Gelächter in der Giftküche
Thea(l)ternativ nach Premiere von "Toxische Verwandtschaft" für Spielfreude gefeiert
VON ELKE GÖPFERT
Stollberg.
Auch wenn die Stimme, der Umgang mit Hut und Tasche das Bild der Grand-Dame oder besser
Fernsehfilm-Mutter der Nation, sprich Inge Meysel, hervorzauberte, Jolanta, Hausbesitzerin und Oma im,
neuesten Spektakel der Thea(l)ternativ-Mimen, lebt durch und mit Kay Haberkorn. Das ist das erste Lob,
das nach dem Genuss den Machern und Gestaltern der überaus gelungenen, diesmal etwas anderen
Inszenierung "Toxische Verwandtschaft" zu vergeben ist.
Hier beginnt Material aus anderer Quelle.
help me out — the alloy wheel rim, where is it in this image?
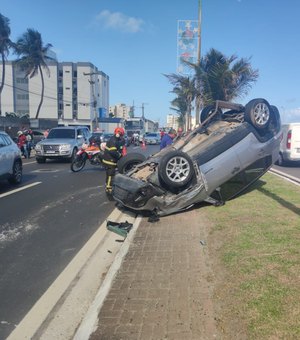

Das zweite, von Herzen und durch viel Beifall
unterstrichene Kompliment gilt der unverkennbaren Spiellaune des Stollberger Laienensembles am
Theaterpädagogischen Zentrum. Allen voran wohl Michael Örni Arnold, ohne natürlich Carmen
Günnel, Wolfgang Schlegel, Susanne Richter, Gabi Lengsfeld, Alexandra Böhm, René Kaps,
Steffi Hofmann, Jan Edelmann, René Turek, Ursula Unger und Kerstin Großam in ihren
großen und kleinen Rollen zu vernachlässigen oder gar deren Einsatz, der bis zum Sprung auf
den Tisch führte, zu schmälern.
Diese eingeschworene Gemeinschaft hat für ihr neuestes Werk eine Komödie von Arno Boas
ausgewählt. Der Franke genehmigte für seine "Giftige Verwandtschaft" kreative Änderungen
im Text, so dass am Schluss eine mit viel sächsischem, also erzgebirgischem Lokalkolorit gespickte
Kriminalkomödie herauskam, die nicht nur die Lachmuskeln des Premierenpublikums strapazierte,
sondern auch den gewünschten und vom Ensemble im selbstgestalteten Theaterheft prophezeiten
Nebeneffekt zeitigte: Aha, so haben die auf der Bühne da also Spießertum, Raffgier,
Famillenneid und Eifersüchteleien, aber auch Verständnis, Zuwendung, Geborgenheit und Liebe
verstanden und weitergereicht an das, wohl vom Aha-Effekt selbst überraschte und deshalb mit Beifall
nicht geizende Publikum.
Die Rezeptur war in dem Sinne zwar einfach zu handhaben, aber in der Leichtigkeit des Seins eher schwer
zu machen. Denn in einer solchen Giftküche kann ein zuviel an Zucker für den Affen leicht
übersüßt schmecken und deshalb in der toxischen Wirkung auf die Verwandtschaft zu
unliebsamen Nebenwirkungen abgleiten. Dem beugte Kay Haberkorn, Theatervereinschef als Regisseur mit
Pfiff vor. Nicht nur, dass er die beste männliche Jolanta in dieser Region ist, sein Humor und der
seiner Darsteller ist ein eher bodenständiger, also hiesiger Spaß. Hinzu kommt, dass die
Thea(I)ternativen nicht nur auf, hinter, unter und neben der Bühne agieren, es macht ihnen
Spaß, Publikum zu unterhalten, sich zu verwandeln und zu zeugen, dass den Leuten aufs Maul und
über die Schultern schauen, Unterhaltung pur sein kann. So gesehen, hätte Inge Meysel der
Kay-Jolanta und ihrer Verwandtschaft gern in der Giftküche geholfen.